Next, operation of the varifocal lens of this embodiment will be described.
First, in an initial state, a pressure difference between the first medium 3 and the second medium 4 is made 0 [Pa]. Specifically, hydrostatic pressure between the two mediums is equalized. In this state, the first elastic membrane 2 is between the first medium 3 and the second medium 4, giving a flat state (specifically, curvature=0 or radius of curvature=∞). The first elastic membrane 2 in this state is shown by the alternate long and two short dashes line in FIG. 1.
Here, with a conventional varifocal lens, unintended microscopic deformation arises in the elastic membrane between the mediums, as a result of gravity, due to microscopic density differences between the two mediums. As a result, with a conventional lens, particularly when lens power is small (namely when membrane curvature is small), there may situations where it is not possible to exhibit sufficient optical performance.
By contrast, with the varifocal lens of this embodiment, since isotropic tensile stress is applied to the first elastic membrane 2 by the first tensile force applying section 6, it is possible to make deformation of the first elastic low, even if there is a small density difference between the first medium 3 and the second medium 4. Specifically, with this embodiment, there is an advantage that it is possible to improve optical performance of the lens, particularly when lens power is small, by causing a reduction in the effect of gravity due to density differences between the mediums. Also, since the effects of gravity as described above become more noticeable with increased diameter of the lens, the lens of this embodiment has an advantage that it is suitable to increasing the diameter.

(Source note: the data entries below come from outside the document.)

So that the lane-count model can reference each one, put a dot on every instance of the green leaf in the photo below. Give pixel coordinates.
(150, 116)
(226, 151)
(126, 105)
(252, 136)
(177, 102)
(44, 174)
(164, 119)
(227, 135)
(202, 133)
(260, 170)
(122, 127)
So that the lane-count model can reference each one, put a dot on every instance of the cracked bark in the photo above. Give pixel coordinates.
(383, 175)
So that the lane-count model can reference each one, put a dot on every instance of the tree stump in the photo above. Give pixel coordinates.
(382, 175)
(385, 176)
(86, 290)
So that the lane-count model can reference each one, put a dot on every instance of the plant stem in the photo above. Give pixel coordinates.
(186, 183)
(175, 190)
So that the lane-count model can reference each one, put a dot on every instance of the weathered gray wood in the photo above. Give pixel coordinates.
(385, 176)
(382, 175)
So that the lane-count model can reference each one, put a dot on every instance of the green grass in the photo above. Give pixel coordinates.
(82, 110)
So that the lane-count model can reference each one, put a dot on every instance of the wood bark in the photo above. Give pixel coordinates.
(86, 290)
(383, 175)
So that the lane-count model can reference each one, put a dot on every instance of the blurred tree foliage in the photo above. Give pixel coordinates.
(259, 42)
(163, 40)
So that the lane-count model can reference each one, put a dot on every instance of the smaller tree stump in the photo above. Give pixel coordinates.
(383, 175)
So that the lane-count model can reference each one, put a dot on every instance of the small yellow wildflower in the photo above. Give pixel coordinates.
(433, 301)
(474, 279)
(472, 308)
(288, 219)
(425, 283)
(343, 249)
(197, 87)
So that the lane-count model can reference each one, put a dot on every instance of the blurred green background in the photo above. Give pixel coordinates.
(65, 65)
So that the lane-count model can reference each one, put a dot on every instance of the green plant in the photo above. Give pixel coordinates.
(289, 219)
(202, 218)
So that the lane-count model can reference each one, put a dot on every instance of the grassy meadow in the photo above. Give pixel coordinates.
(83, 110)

That is, with the present embodiment, it becomes possible to provide a varifocal lens having large aperture and high performance.

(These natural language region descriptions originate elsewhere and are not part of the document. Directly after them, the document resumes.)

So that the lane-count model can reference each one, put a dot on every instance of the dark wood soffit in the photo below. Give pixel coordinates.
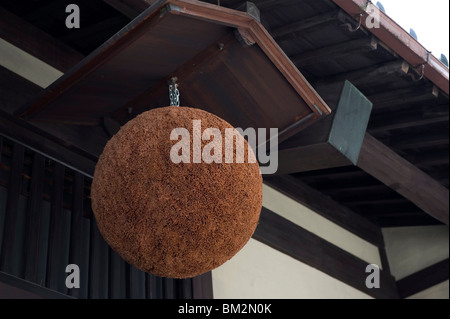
(406, 179)
(250, 29)
(37, 43)
(423, 279)
(399, 41)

In the event that lens power (namely optical power) is changed, pressure is applied to the second medium 4 using the drive section 5. If this is done, a pressure difference arises between the first medium 3 and the second medium 4, and a boundary between the two mediums moves to a position where the pressures of the two mediums balance out. In this way, as shown by the solid line in FIG. 1, the shape of the first elastic membrane 2 can be made to bulge out into a dome shape or a paraboloid shape. As result, it is possible to change the lens power. In FIG. 1, the first elastic membrane 2 is made to bulge in a direction to the left in the drawing, but it is also possible to cause the first elastic membrane 2 to bulge in the opposite direction by making the pressure to the second medium 4 a negative pressure.
In the description of the first embodiment given above, hydrostatic pressure of the second medium 4 was changed using the drive section 5, but it is also possible to change the shape of the first elastic membrane 2 by increasing pressure or reducing pressure to the first medium 3.

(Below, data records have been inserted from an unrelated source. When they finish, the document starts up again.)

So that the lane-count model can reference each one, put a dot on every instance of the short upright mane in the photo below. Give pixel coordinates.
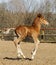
(37, 18)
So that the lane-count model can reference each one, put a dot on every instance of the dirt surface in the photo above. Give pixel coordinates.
(46, 54)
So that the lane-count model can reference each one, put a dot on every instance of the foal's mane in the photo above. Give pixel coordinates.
(37, 17)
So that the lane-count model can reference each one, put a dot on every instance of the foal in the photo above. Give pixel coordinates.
(34, 30)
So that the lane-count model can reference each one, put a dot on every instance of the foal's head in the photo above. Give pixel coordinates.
(42, 19)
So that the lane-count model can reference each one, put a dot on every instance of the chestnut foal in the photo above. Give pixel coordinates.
(34, 31)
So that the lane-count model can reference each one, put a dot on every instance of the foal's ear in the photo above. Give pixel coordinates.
(39, 15)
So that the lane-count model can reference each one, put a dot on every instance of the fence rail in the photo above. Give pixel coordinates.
(43, 37)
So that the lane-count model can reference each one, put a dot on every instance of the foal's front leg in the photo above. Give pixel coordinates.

Alternatively, as the drive section 5, it is possible to have a structure where the hydrostatic pressure of each medium is changed by causing movement of the position of the holding section 61 for holding the first elastic membrane 2 in the optical axis direction (for example, movement to the left or right in FIG. 1), and in this way change the shape of the first elastic membrane 2. If this is done, there is an advantage that it is possible to make the overall size of the lens, including the drive section, small.
It is also possible to make the chromatic dispersion characteristic of the first medium 3 and the chromatic dispersion characteristic of the second medium 4 different characteristics. If this is done, there is an advantage that it is possible to reduce chromatic aberration of the lens overall.
Further, with the lens of this embodiment, it is possible to improve the speed with which a deformed elastic membrane 2 restores to the initial position by applying pretension to the first elastic membrane 2. As a result, with this lens, there is an advantage that it is possible to speed up the lens focus position movement cycle.

Practical Example

In order to test performance of the varifocal lens of the first embodiment described above, simulation was carried out using finite element analysis. Conditions were as follows:
first medium: pure water (reflective index 1.33, density 0.997 g/cm³);
second medium: PDMS liquid (poly-dimethyl-siloxane liquid) (refractive index 1.40, density 0.975 g/cm³); and
first elastic membrane: circular sheet of 30 mm diameter, thickness 0.1 mm, Young's modulus five MPa, Poisson ratio 0.45.
Also, with this simulation, it was stipulated that isotropic tensile stress was generated in the first elastic membrane by setting the temperature of the first elastic membrane 1° lower than a reference temperature (for example, temperature of the two mediums). A secant coefficient of thermal expansion for this membrane was set to 0.004. Conditions other than those stated above are the same as for the first embodiment described above.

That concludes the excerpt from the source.